The Legacy of Amelia Earhart
By | June 21, 2019
One of the most famous female aviators, Amelia Earhart was the first woman to fly solo across the Atlantic Ocean as well as the first person to fly solo from Hawaii to the U.S. mainland. But it wasn’t just her flying records for which she achieved fame. Her disappearance during an attempted flight around the world in 1937 is one of the greatest unsolved mysteries of the twentieth century.
She was born Amelia Mary Earhart on July 24, 1897 in Atchison, Kansas, the daughter of a railroad lawyer and an heiress. Even at a young age, Earhart’s interests lay in traditionally male-dominated fields, including basketball and auto repair. Due to her father’s alcoholism, the family experienced financial difficulties after the death of Earhart’s grandparents; however, her mother’s inheritance allowed Earhart to attend the Ogontz School in Rydal, Pennsylvania, having graduated from Chicago’s Hyde Park High School in 1916 . Her education was cut short in 1918 when she left college to become a Red Cross nurse’s aide in Toronto during the first world war.
It was during this time that Earhart developed an interest in aviation as she spent a considerable amount of time watching the Royal Flying Corps train at a local Toronto airfield.

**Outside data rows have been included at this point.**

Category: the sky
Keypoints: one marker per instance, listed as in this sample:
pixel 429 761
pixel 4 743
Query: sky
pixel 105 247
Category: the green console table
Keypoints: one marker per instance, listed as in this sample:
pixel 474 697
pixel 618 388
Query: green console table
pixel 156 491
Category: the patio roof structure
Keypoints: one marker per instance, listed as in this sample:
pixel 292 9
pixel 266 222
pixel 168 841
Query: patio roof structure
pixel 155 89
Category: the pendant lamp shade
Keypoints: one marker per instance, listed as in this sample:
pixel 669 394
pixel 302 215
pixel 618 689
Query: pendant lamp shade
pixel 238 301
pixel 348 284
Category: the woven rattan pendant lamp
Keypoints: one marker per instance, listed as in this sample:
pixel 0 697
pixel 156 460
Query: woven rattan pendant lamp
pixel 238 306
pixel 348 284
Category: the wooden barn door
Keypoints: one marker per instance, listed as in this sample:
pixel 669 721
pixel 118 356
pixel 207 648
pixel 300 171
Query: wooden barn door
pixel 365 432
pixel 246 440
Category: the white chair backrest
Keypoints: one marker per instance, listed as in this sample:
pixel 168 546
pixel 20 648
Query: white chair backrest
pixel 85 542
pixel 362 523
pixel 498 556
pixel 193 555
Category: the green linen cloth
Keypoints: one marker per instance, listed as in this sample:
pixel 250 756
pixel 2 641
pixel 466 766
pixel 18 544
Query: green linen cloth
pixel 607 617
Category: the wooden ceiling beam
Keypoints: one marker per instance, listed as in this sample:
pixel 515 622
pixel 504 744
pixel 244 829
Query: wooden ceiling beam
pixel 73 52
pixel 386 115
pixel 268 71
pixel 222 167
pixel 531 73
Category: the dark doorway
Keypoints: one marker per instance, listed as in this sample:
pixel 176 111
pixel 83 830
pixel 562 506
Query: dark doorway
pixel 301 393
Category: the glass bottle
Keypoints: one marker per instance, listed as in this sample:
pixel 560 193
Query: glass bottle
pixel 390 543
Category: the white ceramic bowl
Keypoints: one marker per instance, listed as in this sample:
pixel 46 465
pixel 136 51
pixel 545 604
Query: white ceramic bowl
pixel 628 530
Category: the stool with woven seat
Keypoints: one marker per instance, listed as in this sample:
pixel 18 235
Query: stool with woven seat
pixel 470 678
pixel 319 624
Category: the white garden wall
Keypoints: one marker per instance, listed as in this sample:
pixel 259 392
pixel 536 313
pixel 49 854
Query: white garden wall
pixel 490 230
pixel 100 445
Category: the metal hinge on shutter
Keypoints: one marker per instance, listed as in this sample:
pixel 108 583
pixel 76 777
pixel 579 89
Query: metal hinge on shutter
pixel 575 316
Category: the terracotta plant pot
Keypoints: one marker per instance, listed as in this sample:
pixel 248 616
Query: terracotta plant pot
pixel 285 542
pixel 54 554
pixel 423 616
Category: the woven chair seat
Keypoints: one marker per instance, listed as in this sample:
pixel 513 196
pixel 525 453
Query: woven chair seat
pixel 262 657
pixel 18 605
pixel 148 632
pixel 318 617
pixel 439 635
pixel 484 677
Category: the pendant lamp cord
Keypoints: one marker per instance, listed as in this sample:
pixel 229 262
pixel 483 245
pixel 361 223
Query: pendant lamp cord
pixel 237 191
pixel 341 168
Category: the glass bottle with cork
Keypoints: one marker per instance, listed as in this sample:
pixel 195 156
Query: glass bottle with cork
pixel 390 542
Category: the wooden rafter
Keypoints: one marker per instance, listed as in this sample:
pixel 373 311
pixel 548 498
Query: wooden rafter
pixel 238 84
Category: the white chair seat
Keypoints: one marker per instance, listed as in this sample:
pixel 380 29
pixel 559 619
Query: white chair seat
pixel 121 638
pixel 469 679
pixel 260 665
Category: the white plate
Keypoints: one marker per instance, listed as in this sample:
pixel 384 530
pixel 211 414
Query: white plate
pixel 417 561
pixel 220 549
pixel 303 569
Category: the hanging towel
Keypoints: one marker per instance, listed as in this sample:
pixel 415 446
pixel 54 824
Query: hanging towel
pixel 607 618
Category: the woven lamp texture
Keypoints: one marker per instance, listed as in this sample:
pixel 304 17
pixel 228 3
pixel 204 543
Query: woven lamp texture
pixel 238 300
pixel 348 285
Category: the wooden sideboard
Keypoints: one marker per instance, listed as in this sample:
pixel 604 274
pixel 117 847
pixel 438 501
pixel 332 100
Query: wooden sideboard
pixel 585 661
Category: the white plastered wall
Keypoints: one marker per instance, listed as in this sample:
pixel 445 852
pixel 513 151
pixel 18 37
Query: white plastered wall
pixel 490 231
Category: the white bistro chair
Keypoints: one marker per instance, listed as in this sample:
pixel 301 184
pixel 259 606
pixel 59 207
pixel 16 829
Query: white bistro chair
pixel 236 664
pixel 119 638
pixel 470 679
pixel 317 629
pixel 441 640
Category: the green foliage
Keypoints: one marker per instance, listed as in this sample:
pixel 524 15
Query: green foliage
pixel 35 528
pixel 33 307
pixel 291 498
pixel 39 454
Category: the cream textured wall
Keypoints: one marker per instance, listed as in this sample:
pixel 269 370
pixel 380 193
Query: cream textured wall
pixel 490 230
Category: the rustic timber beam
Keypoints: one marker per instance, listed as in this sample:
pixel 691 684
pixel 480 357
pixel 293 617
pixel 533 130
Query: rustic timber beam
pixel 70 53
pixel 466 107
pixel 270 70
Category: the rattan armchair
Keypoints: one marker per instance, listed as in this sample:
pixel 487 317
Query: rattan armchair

After the war, she briefly attended Columbia University in New York City as a pre-med student but left in 1920 to move in with her parents who were living in California at the time. She took her first ever airplane ride in December of that year and began taking flying lessons in 1921 with female flight instructor Neta Snook, working as a file clerk for the Los Angeles Telephone Company to pay for the lessons. Later in 1921, Earhart bought her first plane, a secondhand Kinner Airster which she nicknamed “the Canary.” She passed her flight test in December 1921, earning a National Aeronautics Association license, and two years later, received an international pilot’s license.